Tanpa pikir panjang, Utari segera melepaskan cincin itu dan menyimpan di saku celana. Dia tidak senang dengan perlakuan romantis pria itu. Dia justru merasa kesal karena Bagus Pandhita sudah seenak sendiri mengikatnya begitu rupa.
Meski merasa sebal setengah mati kepada pria itu, Utari justru merasa langkah kakinya terasa demikian ringan. Senyum bahkan masih menghias bibirnya, ketika dia bergabung kembali dengan rombongan.
"Kok, kamu tampak aneh sih!"
"Aneh apaan?

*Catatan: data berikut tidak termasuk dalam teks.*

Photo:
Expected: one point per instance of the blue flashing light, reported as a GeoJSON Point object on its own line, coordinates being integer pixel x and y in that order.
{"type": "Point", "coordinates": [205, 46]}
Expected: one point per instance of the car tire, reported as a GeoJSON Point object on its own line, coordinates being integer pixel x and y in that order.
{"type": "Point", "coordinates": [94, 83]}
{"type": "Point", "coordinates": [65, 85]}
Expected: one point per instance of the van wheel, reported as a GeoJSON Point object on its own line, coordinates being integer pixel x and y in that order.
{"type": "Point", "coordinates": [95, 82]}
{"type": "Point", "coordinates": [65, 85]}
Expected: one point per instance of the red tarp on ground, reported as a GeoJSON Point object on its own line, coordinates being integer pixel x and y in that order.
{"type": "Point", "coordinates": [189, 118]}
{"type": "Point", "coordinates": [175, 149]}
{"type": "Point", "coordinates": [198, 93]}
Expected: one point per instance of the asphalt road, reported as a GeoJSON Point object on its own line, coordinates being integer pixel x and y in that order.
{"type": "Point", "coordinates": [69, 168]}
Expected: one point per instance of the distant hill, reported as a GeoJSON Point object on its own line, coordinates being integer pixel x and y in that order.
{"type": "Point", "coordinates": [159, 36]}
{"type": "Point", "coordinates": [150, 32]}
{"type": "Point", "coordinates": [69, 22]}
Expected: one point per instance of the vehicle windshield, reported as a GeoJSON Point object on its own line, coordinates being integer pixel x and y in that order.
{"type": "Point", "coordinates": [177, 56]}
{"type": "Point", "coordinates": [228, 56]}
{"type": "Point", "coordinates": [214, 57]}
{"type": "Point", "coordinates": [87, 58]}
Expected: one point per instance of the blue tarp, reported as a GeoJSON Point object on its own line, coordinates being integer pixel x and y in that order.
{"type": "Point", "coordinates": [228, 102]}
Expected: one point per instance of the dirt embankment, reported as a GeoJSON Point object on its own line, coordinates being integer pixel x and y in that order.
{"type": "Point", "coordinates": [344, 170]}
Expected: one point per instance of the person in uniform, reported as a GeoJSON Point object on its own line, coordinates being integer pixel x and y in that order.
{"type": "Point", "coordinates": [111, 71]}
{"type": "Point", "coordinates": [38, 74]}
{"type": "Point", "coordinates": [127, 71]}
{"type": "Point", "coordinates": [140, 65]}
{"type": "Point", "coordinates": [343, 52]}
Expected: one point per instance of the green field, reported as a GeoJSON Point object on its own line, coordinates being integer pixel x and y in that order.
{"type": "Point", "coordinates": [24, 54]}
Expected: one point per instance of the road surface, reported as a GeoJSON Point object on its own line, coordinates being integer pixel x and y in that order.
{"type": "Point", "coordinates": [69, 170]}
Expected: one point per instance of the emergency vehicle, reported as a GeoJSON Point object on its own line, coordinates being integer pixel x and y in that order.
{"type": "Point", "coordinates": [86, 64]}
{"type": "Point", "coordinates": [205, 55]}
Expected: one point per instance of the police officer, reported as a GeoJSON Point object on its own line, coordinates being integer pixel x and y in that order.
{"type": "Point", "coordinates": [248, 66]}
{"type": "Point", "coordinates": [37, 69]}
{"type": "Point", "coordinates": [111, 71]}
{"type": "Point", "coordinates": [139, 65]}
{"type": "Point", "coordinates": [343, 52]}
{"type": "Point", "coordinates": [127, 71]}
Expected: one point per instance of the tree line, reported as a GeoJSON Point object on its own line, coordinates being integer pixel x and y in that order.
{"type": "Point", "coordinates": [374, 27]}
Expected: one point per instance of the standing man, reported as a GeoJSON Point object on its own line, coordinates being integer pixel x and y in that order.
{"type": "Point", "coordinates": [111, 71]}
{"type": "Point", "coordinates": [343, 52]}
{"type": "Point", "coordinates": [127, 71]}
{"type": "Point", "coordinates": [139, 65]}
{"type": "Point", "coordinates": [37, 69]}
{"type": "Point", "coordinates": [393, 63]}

Perasaan kamu aja kali, May!"
"Semoga saja kamu tidak kesambet setan air terjun ya."
"Hush! Sembarangan!"
Utari memasang wajah cemberut ketika Mayang mulai menggodanya kembali. Dia masih terlalu shock, dan dia belum siap berbagi dengan siapapun. Utari bahkan takut dengan masa depannya. Meski dia yakin Bagus Pandhita akan memperlakukan dirinya sama dengan pegawai lain, namun sampai kapan pria itu bertahan?
Ladang bunga itu ternyata justru membawa bencana baginya. Keindahan di sana sudah menipu, dan Utari tidak mengerti mengapa dirinya yang dipilih oleh takdir untuk pria itu. Perbedaan usia mereka terlalu lebar, meski orangtuanya pasti tidak keberatan memiliki menantu seperti Bagus Pandhita.
Gadis itu meringis, karena belum apa-apa sudah memikirkan mengenai pernikahan dengan pria itu. Belum tentu ikatan itu akan bertahan, karena Utari menyadari jika dirinya bukan kandidat kuat.
Untuk pertama kali dalam hidup, Utari menyesali apa yang sudah terjadi kepadanya. Jantungnya berdebar kencang untuk pria itu. Namun di sisi lain, dia takut akan masa depan yang belum jelas itu.
Dia bukan siapa-siapa. Dia juga tidak mengetahui latar belakang kehidupan pria itu. Akan banyak halangan ketika Bagus ingin menjatuhkan pilihan kepadanya. Perlahan, tangan Utari meraba cincin kecil yang tersimpan aman di saku celana.